2.8. High-Performance Liquid Chromatography (HPLC) Analyses

The HPLC analysis of BPA was conducted using a HPLC instrument (Thermo Fisher UltiMate 3000, Waltham, MA, USA) equipped with a reversed-phased column Syncronis C18 column (100 mm × 2.1 mm, 1.7 μm) maintained at a constant temperature of 30 °C with a diode array detector (DAD) set at 280 nm.
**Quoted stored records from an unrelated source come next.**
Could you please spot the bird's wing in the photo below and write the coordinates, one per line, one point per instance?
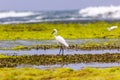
(61, 40)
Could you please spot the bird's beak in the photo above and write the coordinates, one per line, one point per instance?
(52, 32)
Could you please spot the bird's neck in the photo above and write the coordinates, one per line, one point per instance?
(55, 34)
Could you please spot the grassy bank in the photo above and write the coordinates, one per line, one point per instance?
(12, 61)
(60, 74)
(43, 31)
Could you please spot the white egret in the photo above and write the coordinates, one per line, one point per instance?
(112, 28)
(60, 40)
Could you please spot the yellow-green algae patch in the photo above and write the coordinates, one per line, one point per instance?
(60, 74)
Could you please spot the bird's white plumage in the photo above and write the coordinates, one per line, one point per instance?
(61, 41)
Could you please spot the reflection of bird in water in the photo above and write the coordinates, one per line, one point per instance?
(112, 28)
(60, 40)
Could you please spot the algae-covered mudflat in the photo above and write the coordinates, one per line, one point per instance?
(42, 31)
(60, 74)
(28, 51)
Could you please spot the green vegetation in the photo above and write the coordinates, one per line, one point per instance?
(43, 31)
(60, 74)
(12, 61)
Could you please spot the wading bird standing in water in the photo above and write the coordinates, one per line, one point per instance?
(60, 40)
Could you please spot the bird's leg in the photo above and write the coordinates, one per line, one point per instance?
(60, 49)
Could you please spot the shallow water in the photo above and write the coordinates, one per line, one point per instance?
(13, 43)
(56, 51)
(73, 66)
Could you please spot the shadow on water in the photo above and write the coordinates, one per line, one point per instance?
(56, 51)
(73, 66)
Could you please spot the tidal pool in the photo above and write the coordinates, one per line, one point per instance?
(13, 43)
(56, 51)
(76, 66)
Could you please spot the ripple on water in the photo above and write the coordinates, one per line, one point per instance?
(73, 66)
(56, 51)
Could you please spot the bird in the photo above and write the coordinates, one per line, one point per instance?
(61, 41)
(112, 28)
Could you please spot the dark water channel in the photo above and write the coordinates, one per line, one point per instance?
(73, 66)
(9, 44)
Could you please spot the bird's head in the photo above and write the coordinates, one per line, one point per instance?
(54, 31)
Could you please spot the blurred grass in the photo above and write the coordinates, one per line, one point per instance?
(43, 31)
(60, 74)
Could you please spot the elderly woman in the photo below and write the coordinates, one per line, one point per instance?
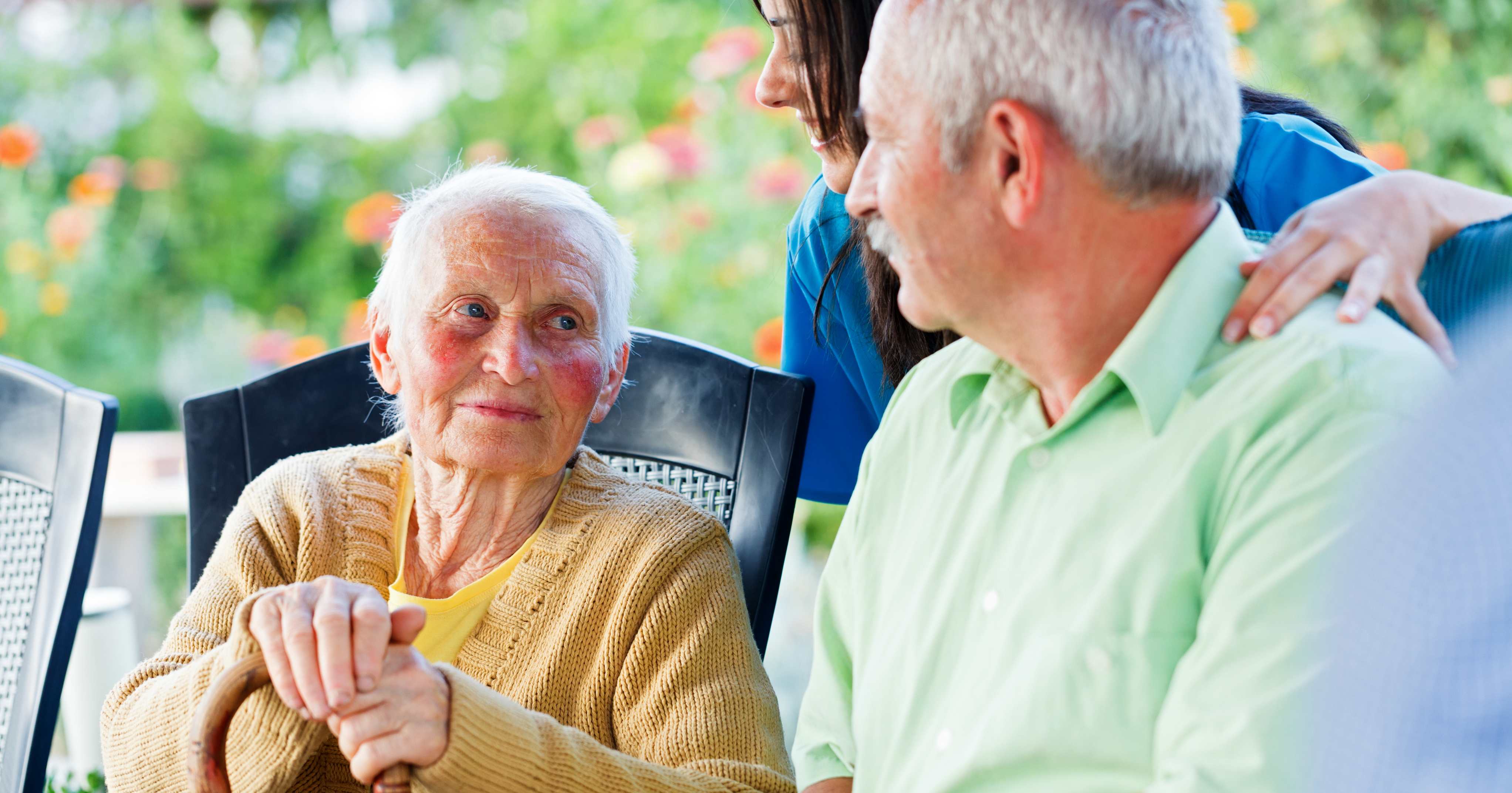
(549, 624)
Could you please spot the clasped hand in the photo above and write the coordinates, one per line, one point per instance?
(336, 655)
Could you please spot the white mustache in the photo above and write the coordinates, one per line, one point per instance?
(884, 239)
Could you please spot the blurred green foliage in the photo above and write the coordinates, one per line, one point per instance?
(223, 253)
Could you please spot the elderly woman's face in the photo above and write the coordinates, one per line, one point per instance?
(500, 365)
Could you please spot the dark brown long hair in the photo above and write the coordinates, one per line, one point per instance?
(829, 40)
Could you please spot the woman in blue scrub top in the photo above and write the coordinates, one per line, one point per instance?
(1299, 176)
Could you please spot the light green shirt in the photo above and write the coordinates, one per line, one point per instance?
(1124, 602)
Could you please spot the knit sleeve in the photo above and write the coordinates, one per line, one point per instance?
(146, 719)
(693, 709)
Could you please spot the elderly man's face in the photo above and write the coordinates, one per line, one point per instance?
(931, 223)
(500, 365)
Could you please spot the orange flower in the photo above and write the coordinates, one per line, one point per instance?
(94, 189)
(356, 325)
(726, 54)
(767, 343)
(485, 152)
(25, 257)
(684, 150)
(19, 146)
(69, 228)
(599, 132)
(54, 298)
(1242, 16)
(304, 348)
(371, 218)
(1387, 155)
(779, 180)
(152, 174)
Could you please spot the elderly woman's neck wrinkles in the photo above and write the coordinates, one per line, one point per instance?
(468, 522)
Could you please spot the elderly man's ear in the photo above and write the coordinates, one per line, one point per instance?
(385, 372)
(1017, 144)
(611, 386)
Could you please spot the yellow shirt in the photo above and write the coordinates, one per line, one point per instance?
(450, 621)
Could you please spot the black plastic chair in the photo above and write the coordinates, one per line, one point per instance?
(55, 442)
(723, 431)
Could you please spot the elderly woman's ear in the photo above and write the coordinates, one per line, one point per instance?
(611, 384)
(385, 372)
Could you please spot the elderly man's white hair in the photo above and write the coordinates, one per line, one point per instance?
(1141, 90)
(495, 186)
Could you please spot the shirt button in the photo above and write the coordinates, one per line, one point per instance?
(1039, 458)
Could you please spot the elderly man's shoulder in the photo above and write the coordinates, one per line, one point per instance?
(1373, 365)
(649, 513)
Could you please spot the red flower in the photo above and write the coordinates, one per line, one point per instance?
(684, 150)
(369, 220)
(599, 132)
(779, 180)
(726, 54)
(767, 343)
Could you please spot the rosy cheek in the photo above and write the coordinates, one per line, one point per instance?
(442, 349)
(580, 377)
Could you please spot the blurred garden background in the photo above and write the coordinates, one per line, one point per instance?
(197, 192)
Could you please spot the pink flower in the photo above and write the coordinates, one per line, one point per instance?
(726, 54)
(599, 132)
(779, 180)
(687, 155)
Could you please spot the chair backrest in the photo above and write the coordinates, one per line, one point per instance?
(725, 433)
(55, 442)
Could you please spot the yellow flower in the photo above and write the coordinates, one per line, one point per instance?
(1499, 90)
(54, 298)
(1242, 16)
(25, 257)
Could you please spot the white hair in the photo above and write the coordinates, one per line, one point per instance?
(1141, 90)
(496, 186)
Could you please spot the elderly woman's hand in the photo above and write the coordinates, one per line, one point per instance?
(406, 719)
(1375, 235)
(325, 641)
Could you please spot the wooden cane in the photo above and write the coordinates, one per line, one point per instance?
(214, 718)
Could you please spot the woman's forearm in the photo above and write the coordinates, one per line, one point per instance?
(496, 742)
(1454, 206)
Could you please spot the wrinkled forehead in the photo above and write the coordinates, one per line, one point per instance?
(492, 245)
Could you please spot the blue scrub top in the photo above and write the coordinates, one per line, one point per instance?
(1284, 164)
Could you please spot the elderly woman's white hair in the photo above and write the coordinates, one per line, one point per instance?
(586, 226)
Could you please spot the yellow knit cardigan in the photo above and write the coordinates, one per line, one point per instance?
(617, 658)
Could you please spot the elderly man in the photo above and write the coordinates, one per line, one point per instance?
(1086, 544)
(556, 626)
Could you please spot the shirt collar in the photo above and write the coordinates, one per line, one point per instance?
(1162, 353)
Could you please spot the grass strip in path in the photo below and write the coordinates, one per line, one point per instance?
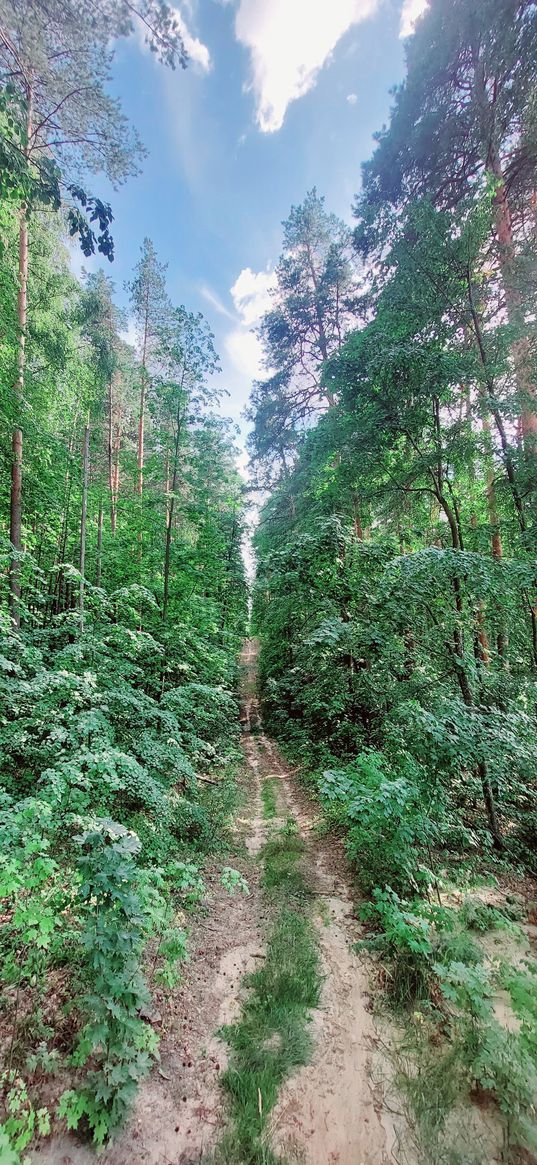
(268, 797)
(271, 1038)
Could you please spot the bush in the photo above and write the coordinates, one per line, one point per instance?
(388, 827)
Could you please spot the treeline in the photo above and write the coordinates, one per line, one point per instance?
(122, 595)
(396, 588)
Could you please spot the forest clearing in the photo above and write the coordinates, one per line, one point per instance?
(268, 586)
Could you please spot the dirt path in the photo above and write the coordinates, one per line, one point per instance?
(329, 1113)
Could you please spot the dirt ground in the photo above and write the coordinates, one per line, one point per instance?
(329, 1113)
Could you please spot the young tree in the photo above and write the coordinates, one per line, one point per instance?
(465, 115)
(190, 360)
(55, 57)
(152, 311)
(312, 308)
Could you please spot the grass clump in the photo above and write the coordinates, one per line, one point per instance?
(270, 1038)
(268, 797)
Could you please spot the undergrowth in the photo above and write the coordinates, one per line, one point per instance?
(270, 1038)
(268, 797)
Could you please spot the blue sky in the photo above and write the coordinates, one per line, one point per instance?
(280, 96)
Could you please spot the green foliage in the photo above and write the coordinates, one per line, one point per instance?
(388, 826)
(115, 918)
(270, 1037)
(21, 1120)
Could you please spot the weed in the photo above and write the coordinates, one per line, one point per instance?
(270, 1038)
(268, 796)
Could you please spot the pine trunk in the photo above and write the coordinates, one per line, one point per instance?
(84, 520)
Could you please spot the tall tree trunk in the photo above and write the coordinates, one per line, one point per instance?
(84, 520)
(141, 421)
(111, 456)
(99, 544)
(170, 513)
(527, 389)
(15, 515)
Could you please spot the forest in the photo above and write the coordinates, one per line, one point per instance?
(393, 443)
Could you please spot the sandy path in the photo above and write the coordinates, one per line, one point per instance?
(327, 1113)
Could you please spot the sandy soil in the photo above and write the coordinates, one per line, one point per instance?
(329, 1113)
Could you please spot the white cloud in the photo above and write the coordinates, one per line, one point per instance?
(214, 301)
(251, 294)
(245, 352)
(410, 13)
(197, 50)
(289, 41)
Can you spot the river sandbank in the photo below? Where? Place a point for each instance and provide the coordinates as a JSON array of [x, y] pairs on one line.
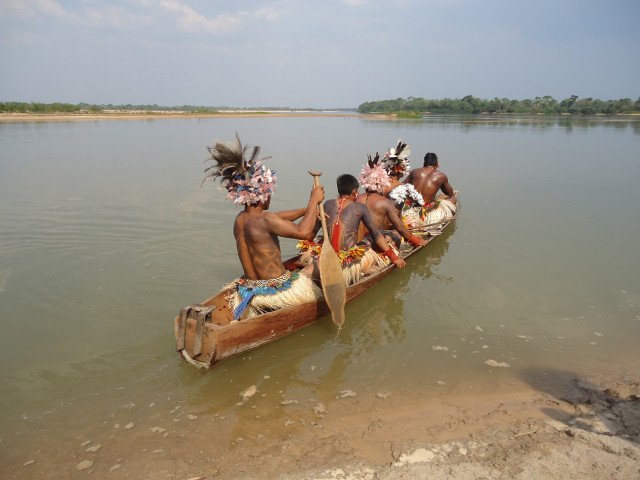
[[546, 426]]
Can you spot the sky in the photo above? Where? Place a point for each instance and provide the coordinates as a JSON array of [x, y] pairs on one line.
[[317, 54]]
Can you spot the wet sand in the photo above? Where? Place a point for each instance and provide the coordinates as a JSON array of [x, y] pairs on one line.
[[549, 426]]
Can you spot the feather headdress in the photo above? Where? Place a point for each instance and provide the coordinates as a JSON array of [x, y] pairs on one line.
[[247, 180], [374, 177], [395, 159]]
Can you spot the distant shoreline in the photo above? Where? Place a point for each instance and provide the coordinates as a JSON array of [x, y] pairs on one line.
[[69, 117], [53, 117]]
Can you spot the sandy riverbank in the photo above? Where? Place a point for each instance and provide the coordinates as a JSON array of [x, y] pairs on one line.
[[546, 426]]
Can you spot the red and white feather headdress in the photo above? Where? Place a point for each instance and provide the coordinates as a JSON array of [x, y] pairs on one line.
[[247, 181]]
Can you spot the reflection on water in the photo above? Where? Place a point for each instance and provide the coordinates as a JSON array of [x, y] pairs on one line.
[[105, 233], [538, 123]]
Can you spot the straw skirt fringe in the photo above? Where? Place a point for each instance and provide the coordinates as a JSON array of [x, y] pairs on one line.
[[371, 262], [302, 290], [444, 212]]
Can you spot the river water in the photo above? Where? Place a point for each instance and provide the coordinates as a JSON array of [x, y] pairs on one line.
[[105, 233]]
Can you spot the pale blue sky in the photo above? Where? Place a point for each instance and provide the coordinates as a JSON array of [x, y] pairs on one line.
[[319, 54]]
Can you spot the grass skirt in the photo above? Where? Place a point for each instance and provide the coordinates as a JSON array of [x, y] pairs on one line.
[[419, 217], [301, 290], [357, 262]]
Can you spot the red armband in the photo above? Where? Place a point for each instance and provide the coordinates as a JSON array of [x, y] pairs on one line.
[[390, 254], [415, 241]]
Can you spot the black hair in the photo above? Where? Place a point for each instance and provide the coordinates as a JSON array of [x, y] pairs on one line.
[[346, 184], [430, 160]]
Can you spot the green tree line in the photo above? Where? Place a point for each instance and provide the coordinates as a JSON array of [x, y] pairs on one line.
[[57, 107], [473, 105]]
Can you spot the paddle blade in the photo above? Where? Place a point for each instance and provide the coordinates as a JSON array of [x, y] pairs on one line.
[[333, 286]]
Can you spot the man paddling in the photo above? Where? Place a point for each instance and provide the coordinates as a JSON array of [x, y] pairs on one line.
[[428, 180], [375, 179], [266, 284], [344, 216]]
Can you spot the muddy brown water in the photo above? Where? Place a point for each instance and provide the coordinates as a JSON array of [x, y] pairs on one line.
[[105, 233]]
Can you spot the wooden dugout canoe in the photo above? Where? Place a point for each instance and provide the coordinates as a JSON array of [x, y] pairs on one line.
[[207, 334]]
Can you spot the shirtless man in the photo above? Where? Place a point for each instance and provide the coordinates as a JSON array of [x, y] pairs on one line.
[[266, 284], [375, 179], [344, 218], [438, 209], [428, 180], [396, 163]]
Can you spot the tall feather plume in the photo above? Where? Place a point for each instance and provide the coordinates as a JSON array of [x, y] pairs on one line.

The analysis involved the injection of 10 μL of 0.22 μm membrane-filtered samples at a flow rate of 0.2 mL/min, and the solvents consisted of a methanol–water mixture in a ratio of 65:35 (v/v).

A HPLC system (Prominence LC-20A, Shimadzu, Japan) with an analytical column Venusil MP C18 (4.6 mm × 250 mm, 5 μm) was used at a constant temperature of 35 °C. The isocratic elution was performed using a 5 mM ammonium acetate−1‰ formic acid solution (solvent A) and methanol (solvent B) in a ratio of 30:70 (v/v). The injection volume was 10 μL of 0.22 μm membrane-filtered samples, with a flow rate of 1 mL/min.